Hey guys. My neighbor goes to FL every winter and I take care of his driveway for him for Emergency situations.
Well this year he bought a small hitch mounted salt spreader for me to use on my Ford Ranger or 4 wheeler.
The problem is, how to control the electric motor.
I was thinking about having a trailer plug on it and plug it into my truck plug. Then using my electric brake controller I could operate the electric motor. What do you think? Or would I be better of trying to find a cheap controller(if one exists)


----------



## dieselss (Jan 3, 2008)

what kinda salter is it? how many amps is it rated to pull?


----------



## Diesel_brad (Sep 20, 2010)

It is a "custom" made one. Has a Dayton motor, not sure of the amps


----------



## Diesel_brad (Sep 20, 2010)

3.2 amps. I was thinking about using just a light dimmer switch to turn it on and off with a speed variation


----------



## dieselss (Jan 3, 2008)

3.2 at start up too. That's some of the issue. It could have 10.0 at start up and drop dwn to 3.2


----------



## goel (Nov 23, 2010)

I have a snow ex 1875 that we also put a vibrator on. Toggle switch is all it took.


----------



## Diesel_brad (Sep 20, 2010)

goel;1674200 said:


> I have a snow ex 1875 that we also put a vibrator on. Toggle switch is all it took.

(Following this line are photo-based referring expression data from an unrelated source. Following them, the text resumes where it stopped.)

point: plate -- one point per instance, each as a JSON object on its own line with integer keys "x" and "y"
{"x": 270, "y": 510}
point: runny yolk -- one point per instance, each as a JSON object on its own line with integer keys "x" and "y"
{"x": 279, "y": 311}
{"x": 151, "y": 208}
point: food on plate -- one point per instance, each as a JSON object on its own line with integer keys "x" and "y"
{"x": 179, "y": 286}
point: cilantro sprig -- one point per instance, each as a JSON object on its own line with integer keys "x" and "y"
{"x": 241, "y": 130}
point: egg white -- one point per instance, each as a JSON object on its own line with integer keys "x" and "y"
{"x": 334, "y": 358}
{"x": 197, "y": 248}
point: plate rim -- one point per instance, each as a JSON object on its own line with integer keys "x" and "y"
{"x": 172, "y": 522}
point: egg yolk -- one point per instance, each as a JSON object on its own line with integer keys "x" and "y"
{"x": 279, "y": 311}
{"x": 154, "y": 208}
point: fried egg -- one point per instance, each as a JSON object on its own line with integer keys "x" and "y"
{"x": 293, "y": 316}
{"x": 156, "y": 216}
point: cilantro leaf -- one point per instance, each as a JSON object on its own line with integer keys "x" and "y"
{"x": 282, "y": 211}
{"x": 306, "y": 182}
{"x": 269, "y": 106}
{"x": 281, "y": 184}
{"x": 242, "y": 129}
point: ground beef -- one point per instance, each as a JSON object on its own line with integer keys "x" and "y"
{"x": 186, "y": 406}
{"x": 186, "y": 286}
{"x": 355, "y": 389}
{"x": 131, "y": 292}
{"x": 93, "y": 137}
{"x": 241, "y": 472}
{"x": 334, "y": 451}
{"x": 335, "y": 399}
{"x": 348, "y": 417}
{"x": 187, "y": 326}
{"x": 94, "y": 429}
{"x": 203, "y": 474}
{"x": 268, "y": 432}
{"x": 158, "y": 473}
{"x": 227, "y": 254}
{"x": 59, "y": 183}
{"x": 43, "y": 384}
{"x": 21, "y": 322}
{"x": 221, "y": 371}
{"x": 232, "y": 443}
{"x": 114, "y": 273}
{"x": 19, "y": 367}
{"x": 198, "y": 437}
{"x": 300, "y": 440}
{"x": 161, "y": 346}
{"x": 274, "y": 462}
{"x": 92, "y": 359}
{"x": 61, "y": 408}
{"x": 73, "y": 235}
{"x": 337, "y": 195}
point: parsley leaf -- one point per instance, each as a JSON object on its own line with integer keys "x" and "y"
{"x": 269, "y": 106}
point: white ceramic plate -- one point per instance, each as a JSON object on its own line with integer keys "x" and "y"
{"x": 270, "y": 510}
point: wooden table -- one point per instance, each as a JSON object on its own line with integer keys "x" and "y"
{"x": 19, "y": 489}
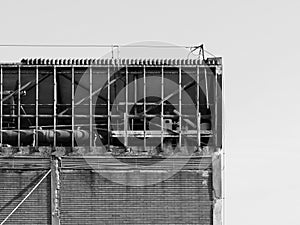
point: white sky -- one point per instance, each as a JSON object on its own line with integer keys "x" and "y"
{"x": 259, "y": 43}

I really want variable speed


----------



## dieselss (Jan 3, 2008)

You can buy a western or aftermarket variable speed controller if you want to go that route.


----------



## goel (Nov 23, 2010)

My version cost 4 bucks new.


----------



## Diesel_brad (Sep 20, 2010)

dieselss;1674209 said:


> You can buy a western or aftermarket variable speed controller if you want to go that route.

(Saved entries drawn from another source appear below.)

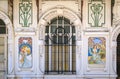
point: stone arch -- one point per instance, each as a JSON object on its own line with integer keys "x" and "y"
{"x": 45, "y": 19}
{"x": 60, "y": 11}
{"x": 8, "y": 24}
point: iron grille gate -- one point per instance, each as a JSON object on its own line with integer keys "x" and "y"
{"x": 60, "y": 47}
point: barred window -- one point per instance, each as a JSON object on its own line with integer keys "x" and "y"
{"x": 60, "y": 47}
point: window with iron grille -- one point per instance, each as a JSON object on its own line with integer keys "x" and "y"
{"x": 60, "y": 47}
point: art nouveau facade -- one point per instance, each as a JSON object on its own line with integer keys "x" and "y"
{"x": 59, "y": 39}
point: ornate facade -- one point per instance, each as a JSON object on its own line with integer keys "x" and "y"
{"x": 59, "y": 39}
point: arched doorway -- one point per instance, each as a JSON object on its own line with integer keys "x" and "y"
{"x": 118, "y": 56}
{"x": 60, "y": 47}
{"x": 56, "y": 14}
{"x": 3, "y": 49}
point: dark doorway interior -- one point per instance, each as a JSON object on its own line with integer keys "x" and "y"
{"x": 118, "y": 56}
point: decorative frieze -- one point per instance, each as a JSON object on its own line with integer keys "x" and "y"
{"x": 96, "y": 13}
{"x": 25, "y": 13}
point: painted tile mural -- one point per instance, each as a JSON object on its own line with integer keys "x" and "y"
{"x": 96, "y": 50}
{"x": 25, "y": 52}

For $300, I don't think so


----------



## Diesel_brad (Sep 20, 2010)

Ended up buying a used Fisher/Western controller. Works like a charm on the lowest setting. Just wish the hole in the hopper was big enough for rock salt. Pellets ain't cheap


----------



## 04hd (Jan 3, 2013)

Just saw this tonight and 3 nights a go I did a rework of my snow ex sr110. I like the spreader nice for me and my 1 man show!! Can take on and off easily to get snow blower out of back. Any way the computer board in it took a crap. I got a 2 wire cigarette plug in extension cut the end and made a plug in for it. The spreader runs at 100% spinner speed which is fine it makes a 20-25 foot path. I should take a couple pictures!


----------



## Buddhaman (Dec 17, 2005)

I used a 12v heater control switch for $8. I have high, med and low.


----------



## Diesel_brad (Sep 20, 2010)

Buddhaman;1701349 said:


> I used a 12v heater control switch for $8. I have high, med and low.


I wondered about those. wasnt sure how well it would dissipate heat


----------



## framer1901 (Dec 18, 2005)

I searched everywhere for a way to control a small ATV type spreader last year, it came down to buying a 300 buck controller or a heater switch with hi, med and low - I found it at Autozone or something like that, from an old style vehicle.

You'd think at first it'd be easy to control DC voltage but it ain't.


----------